Changing the Traditional Banfi Strategy – Despite Opposition
“We are an Italian-American family,” states May. “The company was started by my grandfather, John Mariani Sr. who was born in America, but raised in Italy by his Aunt Banfi. She taught him everything about Italian food, wine, olive oil, bitters, and other products. So when he returned to New York in 1919, he started an import company and called it Banfi.”
Over the years the company expanded to import wines from other countries, especially the top wines of France, as well as large brands such as Ruinite and Concho Y Toro. Eventually May’s father, John Mariani Jr., took the helm and continued to expand the company. By the time May assumed the President and CEO position in 2018, they were importing many different wine brands from around the world, and owned several wineries in Italy, including Castelo Banfi in Montalcino, dating from 1438.

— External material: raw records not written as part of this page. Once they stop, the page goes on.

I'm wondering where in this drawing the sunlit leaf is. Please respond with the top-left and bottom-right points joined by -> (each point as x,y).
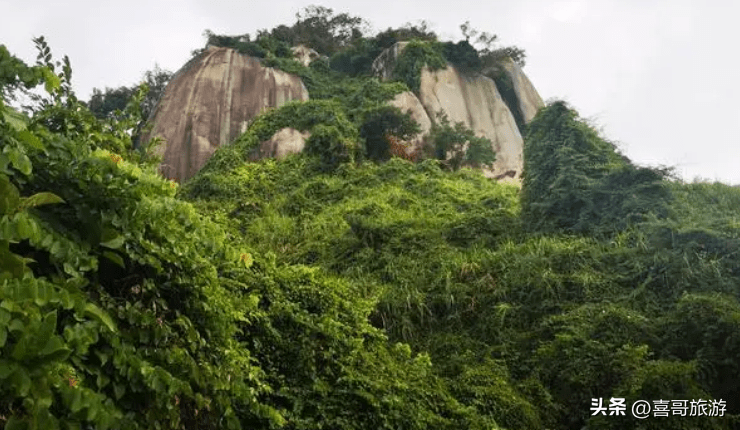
100,228 -> 125,249
102,250 -> 125,268
84,303 -> 117,333
19,192 -> 65,210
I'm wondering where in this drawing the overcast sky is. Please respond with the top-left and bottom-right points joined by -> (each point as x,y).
3,0 -> 738,184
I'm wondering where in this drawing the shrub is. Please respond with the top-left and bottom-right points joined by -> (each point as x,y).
305,124 -> 358,171
391,40 -> 447,93
429,112 -> 496,171
359,105 -> 420,161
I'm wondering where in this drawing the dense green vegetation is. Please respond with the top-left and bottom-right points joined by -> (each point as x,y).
182,99 -> 740,430
3,6 -> 740,430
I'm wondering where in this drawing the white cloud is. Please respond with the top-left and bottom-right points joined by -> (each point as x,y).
547,0 -> 588,23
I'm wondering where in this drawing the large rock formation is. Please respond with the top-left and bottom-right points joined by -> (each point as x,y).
291,45 -> 322,67
249,127 -> 310,161
144,46 -> 309,182
500,59 -> 544,124
388,91 -> 432,154
417,66 -> 524,180
372,42 -> 544,181
371,42 -> 409,82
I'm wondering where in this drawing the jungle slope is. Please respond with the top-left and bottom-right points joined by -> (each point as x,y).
182,100 -> 740,430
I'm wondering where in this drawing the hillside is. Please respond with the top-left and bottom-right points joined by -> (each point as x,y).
2,9 -> 740,430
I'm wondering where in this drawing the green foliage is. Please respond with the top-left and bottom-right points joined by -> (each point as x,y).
183,90 -> 740,430
439,40 -> 481,72
391,40 -> 447,93
374,22 -> 438,50
200,30 -> 293,59
329,22 -> 437,77
359,105 -> 420,161
287,5 -> 366,55
8,8 -> 740,430
521,101 -> 672,236
659,293 -> 740,413
1,41 -> 278,429
429,112 -> 496,171
87,65 -> 172,122
201,6 -> 366,58
305,124 -> 358,171
184,99 -> 359,187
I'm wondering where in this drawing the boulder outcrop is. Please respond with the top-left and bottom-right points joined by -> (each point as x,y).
291,45 -> 322,67
388,91 -> 432,154
500,59 -> 544,123
249,127 -> 310,161
373,42 -> 545,180
371,41 -> 409,82
416,66 -> 523,180
144,46 -> 309,182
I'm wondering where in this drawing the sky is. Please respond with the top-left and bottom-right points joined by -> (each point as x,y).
2,0 -> 738,184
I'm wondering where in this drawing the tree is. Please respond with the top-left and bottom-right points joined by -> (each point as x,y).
429,112 -> 496,171
87,85 -> 135,119
360,105 -> 420,161
87,65 -> 172,121
290,5 -> 367,55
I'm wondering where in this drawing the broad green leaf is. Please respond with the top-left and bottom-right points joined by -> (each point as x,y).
100,228 -> 124,249
33,311 -> 58,353
0,174 -> 20,214
10,366 -> 31,396
14,212 -> 37,240
1,107 -> 27,131
95,350 -> 109,366
102,250 -> 125,268
69,387 -> 83,412
0,328 -> 6,348
0,360 -> 17,379
11,330 -> 31,361
240,252 -> 253,268
37,336 -> 71,363
8,149 -> 32,175
19,192 -> 65,210
35,410 -> 59,430
7,318 -> 24,333
3,416 -> 29,430
0,153 -> 10,172
84,303 -> 117,333
34,282 -> 54,306
17,130 -> 44,150
0,245 -> 28,279
113,383 -> 125,400
42,68 -> 61,94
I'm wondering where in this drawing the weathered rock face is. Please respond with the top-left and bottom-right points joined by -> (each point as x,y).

By 2019, on its 100th anniversary, Banfi had grown so large, the family had to make some hard decisions. They received a buy-out offer from LVMH, the French luxury conglomerate; however, May decided to take the company in a different direction – back to its Italian roots. So she streamlined their portfolio from 2 million cases of primarily value priced wine down to 300,000 cases, with a focus on their own proprietary Banfi labels, and 3 other sustainably focused brands (Natura, Rainstorm and Pacific Rim).
“Our heart and soul has always been Italian,” she reports, “and I felt we weren’t doing enough justice to the other suppliers. In the end, it has been the right choice for our company, but it was tough. We had to cut the workforce in half. We are more of a flat and nimble global organization now.”
Her decisions appear to be paying off with the 25% increase in 2021 revenue. In addition, Castelo Banfi, an early adopter of sustainability and climate research, has upped its game in this area, with an even more intense focus on research and sharing, in an effort to create a better wine world.
Castelo Banfi – First Winery to Achieve ISO 14001 Environmental Certification
Castelo Banfi is arguably the most famous of Banfi’s Italian wineries. Located just outside the hilltop village of Montalcino, it produces world-class Brunello’s, Rosso’s and Super Tuscans. Banfi also operates other estates throughout Tuscany and Piedmont, creating a variety of red, white, and rose wines. However, it was at Castelo Banfi that the company first started focusing on sustainability, even before it was a popular topic. This allowed them in 2007 to be the first winery in the world to be awarded the ISO 14001 certification for environmental management and SA8000 for implementing socially acceptable practices for employees.
“We have always focused on preserving vineyard environments and social issues,” reports May. “Protecting the soil is especially important, as we get rich nutrients from the limestone soil. It’s what makes the sangiovese from Montalcino so unique. And we are always doing research. For example, archaeologists found shark teeth and a 5 million year old whale fossil in our vineyards right next to the castle.”
In addition to soil and clone research to create healthier vineyards, Castelo Banfi has installed solar panels and water saving measures to preserve energy. They also maintain 1/3 of their land in virgin forests, with another third planted to wheat, olives and fruit trees to promote bio-diversity.
Castelo Banfi was also one of the early adopters of light-weight bottles to reduce their carbon footprint. In fact, since reducing bottle weight in 2009 from 570 grams per bottle to 360 grams today, they have saved more than 26 million kilowatt hours of energy and 6,000 tons of raw materials.
All of these efforts must be paying off, because Castelo Banfi was recently awarded the Equalitas Certification, for achievements in multiple aspects of sustainability: environmental, social, and economic. Equalitas focuses on a more holistic approach to sustainability.
“We are always evolving,” states May. “The future of food and wine is very important to our company. We are concerned about shifting climate conditions, and therefore continue to do clonal and trellis research, as well as innovation in the cellar, such as our hybrid stainless steel and wood tanks. And we believe in sharing this research with others around the world.”